In this TED talk – which is well worth a watch, he explains how the Copenhagen Consensus played out. It certainly challenges you to think differently, and more credibly about how we are addressing not just climate change, but the world’s biggest problems. $75Bn for example, not a huge amount by combined global standards, could give every person on the planet clean drinking water, basic sanitation, healthcare and education. By comparison, the Kyoto Protocol in 1992 estimated that the cost of addressing climate change was around $150Bn per year – thats between 2 and 3X more than the developing world receives in aid each year.
“Just because there is a problem doesn’t mean that we have to solve it, if the cure is going to be more expensive than the original ailment”. Bjorn Lomborg
Because of this, Bjorn makes the (unpopular?) case that trying to solve for climate change is expensive and inefficient.
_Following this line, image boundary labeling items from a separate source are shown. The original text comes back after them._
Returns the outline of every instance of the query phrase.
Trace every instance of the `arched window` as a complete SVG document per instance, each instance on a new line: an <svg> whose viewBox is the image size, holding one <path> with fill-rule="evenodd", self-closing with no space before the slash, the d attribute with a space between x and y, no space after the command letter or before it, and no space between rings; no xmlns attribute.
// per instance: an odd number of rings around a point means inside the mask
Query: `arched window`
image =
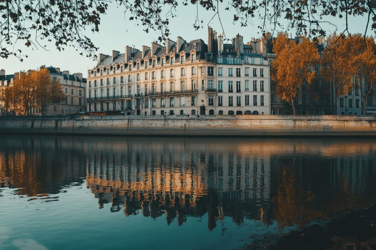
<svg viewBox="0 0 376 250"><path fill-rule="evenodd" d="M196 75L196 67L192 67L192 75Z"/></svg>

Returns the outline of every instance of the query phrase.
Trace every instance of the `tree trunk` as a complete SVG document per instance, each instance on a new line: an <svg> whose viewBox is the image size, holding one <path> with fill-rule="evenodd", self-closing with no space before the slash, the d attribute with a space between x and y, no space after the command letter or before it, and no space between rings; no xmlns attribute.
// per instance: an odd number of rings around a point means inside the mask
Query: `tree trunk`
<svg viewBox="0 0 376 250"><path fill-rule="evenodd" d="M293 114L294 115L296 115L296 112L295 112L295 105L294 104L294 100L293 99L291 100L291 104L293 106Z"/></svg>

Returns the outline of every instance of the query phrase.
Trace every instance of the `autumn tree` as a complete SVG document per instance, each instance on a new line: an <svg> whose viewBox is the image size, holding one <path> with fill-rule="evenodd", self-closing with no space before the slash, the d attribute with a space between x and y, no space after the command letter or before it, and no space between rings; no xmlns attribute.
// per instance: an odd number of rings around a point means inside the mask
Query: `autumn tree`
<svg viewBox="0 0 376 250"><path fill-rule="evenodd" d="M162 42L170 34L169 25L179 14L179 4L183 8L190 4L196 7L192 18L196 29L206 24L201 16L212 16L220 23L220 12L233 16L234 22L242 26L261 24L262 34L283 27L314 39L325 35L323 24L331 24L327 18L343 19L344 32L350 16L368 17L362 24L365 35L369 28L376 29L376 1L370 0L0 0L0 56L15 55L22 60L27 55L21 46L44 48L41 42L45 39L59 51L71 46L81 55L96 58L98 48L86 31L99 31L101 17L110 6L124 9L124 16L145 32L158 31L158 39ZM206 13L199 15L199 7Z"/></svg>
<svg viewBox="0 0 376 250"><path fill-rule="evenodd" d="M337 110L338 97L352 88L351 72L349 69L353 55L350 52L352 50L350 45L346 42L343 34L340 36L335 33L330 36L320 58L321 74L324 80L329 82L332 93L332 114Z"/></svg>
<svg viewBox="0 0 376 250"><path fill-rule="evenodd" d="M48 103L60 103L64 99L65 95L59 79L53 81L47 69L33 71L31 77L35 82L35 106L40 110L43 115L45 106Z"/></svg>
<svg viewBox="0 0 376 250"><path fill-rule="evenodd" d="M289 39L286 33L279 33L273 45L277 58L271 62L271 78L276 83L277 93L291 102L294 115L296 113L294 99L298 89L305 82L311 83L319 60L315 43L305 37L300 40Z"/></svg>

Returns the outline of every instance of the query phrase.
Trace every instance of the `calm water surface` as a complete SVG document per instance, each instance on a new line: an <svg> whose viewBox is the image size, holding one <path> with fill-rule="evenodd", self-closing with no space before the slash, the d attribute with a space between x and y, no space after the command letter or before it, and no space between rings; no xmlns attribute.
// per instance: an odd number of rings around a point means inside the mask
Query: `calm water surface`
<svg viewBox="0 0 376 250"><path fill-rule="evenodd" d="M376 200L376 139L0 135L0 249L231 249Z"/></svg>

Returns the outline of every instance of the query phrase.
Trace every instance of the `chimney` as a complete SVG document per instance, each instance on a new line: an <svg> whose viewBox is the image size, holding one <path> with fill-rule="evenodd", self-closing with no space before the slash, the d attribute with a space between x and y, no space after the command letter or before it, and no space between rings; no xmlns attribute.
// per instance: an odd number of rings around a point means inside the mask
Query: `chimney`
<svg viewBox="0 0 376 250"><path fill-rule="evenodd" d="M152 57L157 51L157 49L161 46L159 44L154 42L152 43L152 51L150 54L150 56Z"/></svg>
<svg viewBox="0 0 376 250"><path fill-rule="evenodd" d="M114 60L115 60L115 57L116 56L120 54L120 52L118 51L117 50L113 50L112 51L112 61L114 61Z"/></svg>
<svg viewBox="0 0 376 250"><path fill-rule="evenodd" d="M166 41L166 54L168 54L172 45L175 44L175 43L173 41L171 41L168 38L167 39Z"/></svg>
<svg viewBox="0 0 376 250"><path fill-rule="evenodd" d="M213 29L209 26L208 28L208 52L209 53L213 52Z"/></svg>
<svg viewBox="0 0 376 250"><path fill-rule="evenodd" d="M145 57L145 54L146 52L146 51L148 49L150 49L150 47L148 47L147 46L146 46L144 45L143 45L142 46L142 55L141 55L141 56L142 57L142 58L144 58L144 57Z"/></svg>
<svg viewBox="0 0 376 250"><path fill-rule="evenodd" d="M175 52L178 53L180 51L180 47L185 42L185 40L180 36L176 37L176 51Z"/></svg>
<svg viewBox="0 0 376 250"><path fill-rule="evenodd" d="M69 79L69 70L64 70L63 71L63 74L66 75L68 79Z"/></svg>

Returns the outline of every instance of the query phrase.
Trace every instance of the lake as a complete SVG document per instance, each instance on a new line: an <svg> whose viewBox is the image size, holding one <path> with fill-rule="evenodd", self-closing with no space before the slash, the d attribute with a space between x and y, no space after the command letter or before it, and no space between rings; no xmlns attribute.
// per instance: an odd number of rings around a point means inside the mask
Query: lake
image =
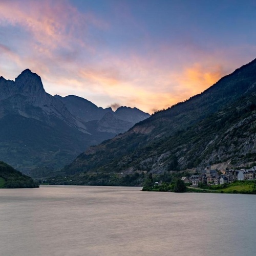
<svg viewBox="0 0 256 256"><path fill-rule="evenodd" d="M140 189L0 189L0 255L256 255L256 196Z"/></svg>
It may improve the lives of our grand children in 2100, but it doesn’t necessarily helping the world’s poorest people today. He also hypothesises that in 2100 the average human in the developing world will be as rich as people in developed world today, so our perspectives and realities will likely have changed dramatically by then anyway.
So what to make of all this? Especially, if like me you are committed to raising awareness around the climate crisis? Well, one thing we can do is make sure that we don’t over simplify the problems. The science of climate change, as well as any possible solutions to solve it, are incredibly complicated. As easy as it is to show photographs of stranded polar bears on huge ice cubes and climate refugees up to their waist in water, and while yes these are serious images, they risk sensationalising and over-simplifying the issue.
Calls for us all to eat less meat, ride our bicycles to work, fly less, recycle more and buy less jeans (and especially less fast fashion) are all credibly personal goals – but if we are to solve the world’s biggest problems we need some really big solutions. And as Jordan B. Peterson says eloquently (but rather angrily) in this clip when asked a similar question at the Cambridge Union, perhaps the quickest way to solve the climate crisis is not to recycle everything, but the work as fast as possible to eradicate poverty and create the circumstances for 10M educated brains to unite around these issues together.
Want to dig a little deeper and make your own mind up? Read any of Bjorn Lomborg’s books (or watch any of his lectures on YouTube) and see what you think.